Milton L Mueller mueller at syr.edu
Tue Jul 15 18:30:13 UTC 2014


> -----Original Message-----
> The best the CG can do is to produce a unified proposal from the parts that
> *do* have consensus in their respective communities and have those
> communities come to consensus about that unified proposal.

Thanks, Daniel. That is not much different from what I am proposing. But I am calling attention to a fact that is often neglected or deliberately ignored in these circles, which is that the presence or absence of "consensus" is not self-evident, that consensus can be (and often is) claimed when it does not exist, and thus there is a need for independent assessment of the level of support enjoyed by a proposal. I am also insisting on the fact - yes, it is a fact - that no proposal coming out of the DNS world will enjoy total, true _consensus_ if we use the term in the proper, Quaker sense, meaning full accord, no objections, unanimity. Some of them may, however, enjoy significant, broad support, broad enough to be viable. So the CG will have to make judgments about what passes the bar and what doesn't. 

> It may be that the names communities do not realise what is at stake for
> them and that it is in their interest to agree on *something* within a
> reasonable time. If they cannot manage this by themselves then then the CG
> cannot make this happen magically and should not try. 

And you recognize, of course, that such an approach gives veto power to any group that does not want the transition to happen? 

There is a long history of obstructionism by small but determined and powerful interests in the names world. How does this fit in with your concept of consensus? I wonder why you would consider, say, the GNSO or an ICANN-composed CCWG as a legitimate modifier or developer of a proposal but would not consider a CG whose members were appointed as representatives by the exact same group. Alissa's idea of a subgroup of DNS-related people on the CG might make sense here. 

> Rather the CG should make a proposal that leaves out the IANA functions 
> concerning names and disband.

This I regard as irresponsible. An IANA transition that does not include a viable plan for DNS is not an IANA transition. Full stop. The protocol parameter registries are not controversial. The number registry issues could be controversial, but currently are not. If we cannot resolve DNS controversies, we have resolved nothing, accomplished nothing. So if you are happy with the status quo, keep singing this tune. 

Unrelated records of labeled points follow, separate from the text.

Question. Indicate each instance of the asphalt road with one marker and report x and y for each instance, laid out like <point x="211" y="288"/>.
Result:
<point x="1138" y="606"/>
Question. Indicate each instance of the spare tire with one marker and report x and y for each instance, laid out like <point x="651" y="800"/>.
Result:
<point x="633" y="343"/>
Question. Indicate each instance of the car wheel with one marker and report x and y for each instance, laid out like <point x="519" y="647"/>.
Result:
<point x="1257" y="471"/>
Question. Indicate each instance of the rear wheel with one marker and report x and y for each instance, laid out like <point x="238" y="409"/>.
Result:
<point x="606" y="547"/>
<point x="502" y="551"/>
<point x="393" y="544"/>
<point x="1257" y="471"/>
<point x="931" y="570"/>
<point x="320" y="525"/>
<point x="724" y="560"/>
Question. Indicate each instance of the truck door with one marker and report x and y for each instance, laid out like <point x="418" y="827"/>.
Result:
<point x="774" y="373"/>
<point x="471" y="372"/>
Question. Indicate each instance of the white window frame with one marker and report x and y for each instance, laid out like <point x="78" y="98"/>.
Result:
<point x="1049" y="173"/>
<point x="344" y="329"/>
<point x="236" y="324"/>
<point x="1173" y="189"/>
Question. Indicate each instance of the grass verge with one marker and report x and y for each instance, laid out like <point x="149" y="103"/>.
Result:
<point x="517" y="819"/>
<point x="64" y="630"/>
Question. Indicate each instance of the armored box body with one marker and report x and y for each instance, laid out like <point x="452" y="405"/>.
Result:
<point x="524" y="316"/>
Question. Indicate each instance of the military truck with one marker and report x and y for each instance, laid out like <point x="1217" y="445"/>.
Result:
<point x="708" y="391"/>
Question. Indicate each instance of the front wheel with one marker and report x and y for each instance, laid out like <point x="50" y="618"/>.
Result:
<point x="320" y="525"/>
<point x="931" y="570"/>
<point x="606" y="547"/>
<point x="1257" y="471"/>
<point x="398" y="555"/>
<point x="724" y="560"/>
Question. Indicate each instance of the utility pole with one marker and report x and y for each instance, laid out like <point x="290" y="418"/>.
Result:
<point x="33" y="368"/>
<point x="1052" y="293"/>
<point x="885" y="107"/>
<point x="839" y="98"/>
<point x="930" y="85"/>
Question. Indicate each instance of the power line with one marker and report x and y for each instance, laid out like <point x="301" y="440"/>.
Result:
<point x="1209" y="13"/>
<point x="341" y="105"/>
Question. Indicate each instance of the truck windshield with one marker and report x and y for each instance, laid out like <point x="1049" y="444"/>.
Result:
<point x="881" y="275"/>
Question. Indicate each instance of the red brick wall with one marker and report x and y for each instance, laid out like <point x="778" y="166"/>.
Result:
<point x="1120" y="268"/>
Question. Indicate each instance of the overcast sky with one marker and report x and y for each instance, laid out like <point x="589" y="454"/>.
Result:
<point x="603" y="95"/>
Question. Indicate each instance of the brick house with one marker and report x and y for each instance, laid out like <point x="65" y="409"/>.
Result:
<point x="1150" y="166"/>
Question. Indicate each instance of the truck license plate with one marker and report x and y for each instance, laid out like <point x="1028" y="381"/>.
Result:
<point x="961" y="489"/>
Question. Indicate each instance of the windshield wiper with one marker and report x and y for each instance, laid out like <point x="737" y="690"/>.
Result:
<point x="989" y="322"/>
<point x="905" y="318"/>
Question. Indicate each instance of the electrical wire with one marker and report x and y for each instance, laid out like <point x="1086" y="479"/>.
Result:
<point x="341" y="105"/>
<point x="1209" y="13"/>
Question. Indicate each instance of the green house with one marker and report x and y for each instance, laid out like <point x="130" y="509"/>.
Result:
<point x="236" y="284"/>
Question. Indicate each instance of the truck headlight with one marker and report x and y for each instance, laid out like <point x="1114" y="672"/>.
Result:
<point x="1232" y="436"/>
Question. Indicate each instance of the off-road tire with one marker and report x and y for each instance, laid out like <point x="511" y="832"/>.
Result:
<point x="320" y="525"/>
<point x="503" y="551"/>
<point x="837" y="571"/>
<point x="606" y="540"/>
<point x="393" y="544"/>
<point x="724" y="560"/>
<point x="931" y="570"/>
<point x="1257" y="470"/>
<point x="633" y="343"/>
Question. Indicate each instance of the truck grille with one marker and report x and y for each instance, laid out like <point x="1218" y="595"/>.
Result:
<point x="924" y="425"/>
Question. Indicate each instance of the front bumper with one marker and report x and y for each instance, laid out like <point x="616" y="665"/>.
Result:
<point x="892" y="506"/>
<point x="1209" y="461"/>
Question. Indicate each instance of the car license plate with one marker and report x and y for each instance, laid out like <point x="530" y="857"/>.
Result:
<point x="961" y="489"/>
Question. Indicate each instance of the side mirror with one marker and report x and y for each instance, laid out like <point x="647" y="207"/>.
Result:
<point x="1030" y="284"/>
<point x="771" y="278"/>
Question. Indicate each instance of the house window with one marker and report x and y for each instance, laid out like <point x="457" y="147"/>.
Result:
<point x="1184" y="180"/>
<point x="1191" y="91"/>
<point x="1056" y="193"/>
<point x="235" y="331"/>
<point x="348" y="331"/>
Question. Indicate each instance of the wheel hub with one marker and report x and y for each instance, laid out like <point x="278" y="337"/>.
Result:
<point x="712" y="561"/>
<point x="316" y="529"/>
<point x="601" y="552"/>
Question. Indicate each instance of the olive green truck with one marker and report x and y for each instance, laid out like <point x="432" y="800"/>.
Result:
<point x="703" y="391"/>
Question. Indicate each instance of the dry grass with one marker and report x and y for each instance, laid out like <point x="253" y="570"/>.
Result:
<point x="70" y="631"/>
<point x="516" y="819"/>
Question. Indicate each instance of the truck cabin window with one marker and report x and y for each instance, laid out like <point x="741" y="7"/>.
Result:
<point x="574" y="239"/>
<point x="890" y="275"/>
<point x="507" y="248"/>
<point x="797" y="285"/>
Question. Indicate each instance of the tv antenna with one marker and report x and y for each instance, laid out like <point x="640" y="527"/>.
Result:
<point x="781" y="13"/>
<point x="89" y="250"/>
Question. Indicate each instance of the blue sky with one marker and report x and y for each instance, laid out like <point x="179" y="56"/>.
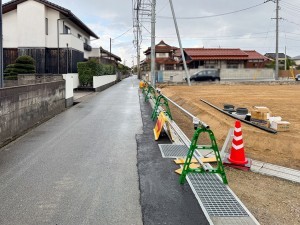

> If the names communities should find that they need help coming to
> consensus it is up to them to find that help somewhere, possibly in
> arbitration or some other process help. That is up to them. But if they come
> to us we should say 'No'.

Did I miss the argument as to why? I want an instrumental argument, a practical argument, not a fable or an anecdote

> Summary: Daniel fully agrees with Alissa and substantially disagrees 
> with Milton.

What you agree or disagree with, I hope, are specific arguments or positions, not people. Personalization of disagreements about the charter and mission is counterproductive. For one thing, there are about a dozen, distinct statements or arguments in my last post, some of which are not all that contestable. Are you saying you disagree with all of them simply because they come from me? Lets try to do better.